And (4) analyzing the mutation condition of the PROS1 gene by aligning the sequencing result with a known sequence.
For exon 1 of the PROS1 gene (PSE 1), no significant band could be amplified under the same conditions when no DMSO was added to the reaction system (FIG. 3).
Comparative example 1
Comparison of the kit of the present invention with the existing primer set 1
A, B two experiments were performed simultaneously, and 15 pairs of PROS1 exon primers (group A, experimental group) in the kit and the exon primer set 1 (group B, control group) of PROS1 in the literature were used, respectively, and the sample to be tested was the DNA prepared in example 1.
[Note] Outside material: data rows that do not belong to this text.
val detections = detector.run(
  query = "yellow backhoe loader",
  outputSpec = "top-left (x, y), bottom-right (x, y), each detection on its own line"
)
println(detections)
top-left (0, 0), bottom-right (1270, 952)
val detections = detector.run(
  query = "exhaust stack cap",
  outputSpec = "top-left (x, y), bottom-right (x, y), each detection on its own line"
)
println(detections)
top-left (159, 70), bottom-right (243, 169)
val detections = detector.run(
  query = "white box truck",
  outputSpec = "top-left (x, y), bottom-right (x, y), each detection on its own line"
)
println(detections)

The exon primer sequences for PROS1 in the literature are shown below:
PSE1F:TGTTATCACTTCCCCTCTCG (SEQ ID NO:31)
PSE1R:TAGGAGCTGCAGCTCTAGA (SEQ ID NO:32)
PSE2F:GTCATACAATTCATAGGCAG (SEQ ID NO:33)
PSE2R:CAGAAGGAAGTACAGGCTGG (SEQ ID NO:34)
PSE3F:AGGTTTGCTAAGATATGTTTT (SEQ ID NO:35)
PSE3R:AGAGTTAGACAGGAACATAT (SEQ ID NO:36)
PSE4F:CCATGAATTCAGATCAAGTA (SEQ ID NO:37)
PSE4R:GGTGTACTTTACCTACAGAG (SEQ ID NO:38)
PSE5/6F:GGCTTCAGGATTTTTATTATAGTA (SEQ ID NO:39)
PSE5/6R:CTAACTGGGATTATTCTCACAT (SEQ ID NO:40)
PSE7F:CACAAATCAAGGGTTCTTTGG (SEQ ID NO:41)
PSE7R:GATCAGTAATGATACCACCA (SEQ ID NO:42)
PSE8F:ATAAGATTGAACATTTAGGG (SEQ ID NO:43)
PSE8R:CAGGTGAGAAGTTAAGCATT (SEQ ID NO:44)
PSE9F:TAGTAACCAAACAAAAATGC (SEQ ID NO:45)
PSE9R:CCCTTATCTGCTTAACCTCT (SEQ ID NO:46)
PSE10F:AGCTTTCTGTATTTCTTACTC (SEQ ID NO:47)
PSE10R:ACAGACTGCATCAAAGTGGG (SEQ ID NO:48)
PSE11F:GTAATACTTGGTTATTTGGTAAT (SEQ ID NO:49)
PSE11R:CACACATATTCAAATCTATTAC (SEQ ID NO:50)
PSE12F:CCTATACTCATAATCGAGCC (SEQ ID NO:51)
PSE12R:TGGGCACACAGTAGATACTC (SEQ ID NO:52)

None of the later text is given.